Relações • Psicanálise

Por que repetimos relações que sabemos que nos fazem mal?

Às vezes muda a pessoa, muda o contexto e, ainda assim, alguma coisa da cena parece conhecida demais.

Repetição não é uma escolha consciente pelo sofrimento. Um texto sobre vínculos, posições conhecidas, desejo e a possibilidade de fazer diferente.

O conhecido nem sempre é confortável

Muda o nome, muda a cidade, muda a história. E em algum momento, aparece uma sensação desconfortavelmente familiar: “como eu vim parar nisso de novo?”. Quando isso acontece, é comum transformar a repetição em uma acusação contra si: “eu só escolho pessoas erradas”, “eu não aprendo”, “eu gosto de sofrer”. Só que o psiquismo raramente cabe em explicações tão lineares.

Na Psicanálise, repetir não significa simplesmente desejar conscientemente que a mesma coisa aconteça.

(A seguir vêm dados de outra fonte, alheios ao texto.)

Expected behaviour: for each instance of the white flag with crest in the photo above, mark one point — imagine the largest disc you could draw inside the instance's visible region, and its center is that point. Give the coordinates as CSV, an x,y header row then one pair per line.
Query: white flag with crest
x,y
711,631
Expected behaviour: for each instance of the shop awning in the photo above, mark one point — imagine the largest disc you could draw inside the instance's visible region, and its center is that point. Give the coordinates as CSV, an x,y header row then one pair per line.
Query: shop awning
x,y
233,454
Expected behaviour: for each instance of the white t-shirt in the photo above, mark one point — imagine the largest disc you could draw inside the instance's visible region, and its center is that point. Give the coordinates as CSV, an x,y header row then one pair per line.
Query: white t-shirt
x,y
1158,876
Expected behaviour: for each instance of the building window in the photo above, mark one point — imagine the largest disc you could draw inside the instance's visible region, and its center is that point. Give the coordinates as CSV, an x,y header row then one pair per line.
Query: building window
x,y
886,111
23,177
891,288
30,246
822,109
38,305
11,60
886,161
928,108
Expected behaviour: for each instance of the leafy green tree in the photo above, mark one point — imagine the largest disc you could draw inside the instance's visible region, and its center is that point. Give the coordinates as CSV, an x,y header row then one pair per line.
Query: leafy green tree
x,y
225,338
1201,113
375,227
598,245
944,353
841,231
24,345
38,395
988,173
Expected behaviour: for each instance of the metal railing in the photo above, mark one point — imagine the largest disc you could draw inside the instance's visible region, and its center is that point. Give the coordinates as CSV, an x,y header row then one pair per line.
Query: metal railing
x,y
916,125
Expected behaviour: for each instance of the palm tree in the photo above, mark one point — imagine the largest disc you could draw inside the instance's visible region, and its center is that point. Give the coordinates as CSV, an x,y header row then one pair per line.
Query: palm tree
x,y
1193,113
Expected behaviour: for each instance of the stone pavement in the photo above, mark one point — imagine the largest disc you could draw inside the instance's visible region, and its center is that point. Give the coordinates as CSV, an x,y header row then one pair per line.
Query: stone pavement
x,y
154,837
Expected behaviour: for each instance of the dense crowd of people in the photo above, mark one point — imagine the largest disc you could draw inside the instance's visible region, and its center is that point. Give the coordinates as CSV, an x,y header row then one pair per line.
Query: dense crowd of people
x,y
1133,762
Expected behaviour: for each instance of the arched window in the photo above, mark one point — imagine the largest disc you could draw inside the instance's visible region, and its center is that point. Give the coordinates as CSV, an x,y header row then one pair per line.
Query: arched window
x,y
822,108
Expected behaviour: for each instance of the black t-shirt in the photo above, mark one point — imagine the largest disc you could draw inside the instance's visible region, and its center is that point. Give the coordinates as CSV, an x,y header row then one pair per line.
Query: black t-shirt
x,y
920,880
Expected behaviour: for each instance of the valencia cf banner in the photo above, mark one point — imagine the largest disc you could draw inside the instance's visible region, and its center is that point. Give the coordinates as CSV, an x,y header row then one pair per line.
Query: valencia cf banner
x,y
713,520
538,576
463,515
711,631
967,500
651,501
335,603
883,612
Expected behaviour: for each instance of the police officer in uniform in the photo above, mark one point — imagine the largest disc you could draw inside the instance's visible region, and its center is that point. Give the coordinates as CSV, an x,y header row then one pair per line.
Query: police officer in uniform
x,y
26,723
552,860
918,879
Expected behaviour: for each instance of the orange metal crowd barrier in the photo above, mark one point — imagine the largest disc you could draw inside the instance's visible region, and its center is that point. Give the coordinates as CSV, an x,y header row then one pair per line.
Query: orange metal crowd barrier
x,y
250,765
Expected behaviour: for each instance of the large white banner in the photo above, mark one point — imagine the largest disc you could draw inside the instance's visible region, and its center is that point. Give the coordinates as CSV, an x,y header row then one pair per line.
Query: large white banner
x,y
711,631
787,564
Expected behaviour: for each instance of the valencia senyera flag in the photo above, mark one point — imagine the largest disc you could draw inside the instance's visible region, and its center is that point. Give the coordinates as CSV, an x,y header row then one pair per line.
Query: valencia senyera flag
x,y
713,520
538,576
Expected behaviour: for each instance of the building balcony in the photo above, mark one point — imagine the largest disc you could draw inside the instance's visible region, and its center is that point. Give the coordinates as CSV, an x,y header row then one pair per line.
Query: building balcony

Muitas vezes, o que retorna é uma forma conhecida de ocupar uma relação: ser quem espera, quem tenta convencer, quem se torna indispensável, quem cuida de todos, quem evita depender, quem vai embora antes de poder ser deixada. A pessoa pode mudar; a posição subjetiva pode permanecer surpreendentemente familiar.

O conhecido não é sinônimo de bom. É apenas aquilo para o qual já temos um roteiro. E ter um roteiro, mesmo doloroso, pode parecer menos ameaçador do que entrar numa relação em que ainda não sabemos como existir.

A repetição pode estar na cena, não no personagem

Uma pessoa pode se relacionar com parceiros muito diferentes e encontrar, repetidamente, a necessidade de provar que merece permanecer. Outra pode se envolver com quem precisa ser cuidado e depois se ressentir por nunca ser cuidada. Outra pode desejar intimidade e, ao mesmo tempo, escolher relações em que a distância impede que essa intimidade realmente aconteça.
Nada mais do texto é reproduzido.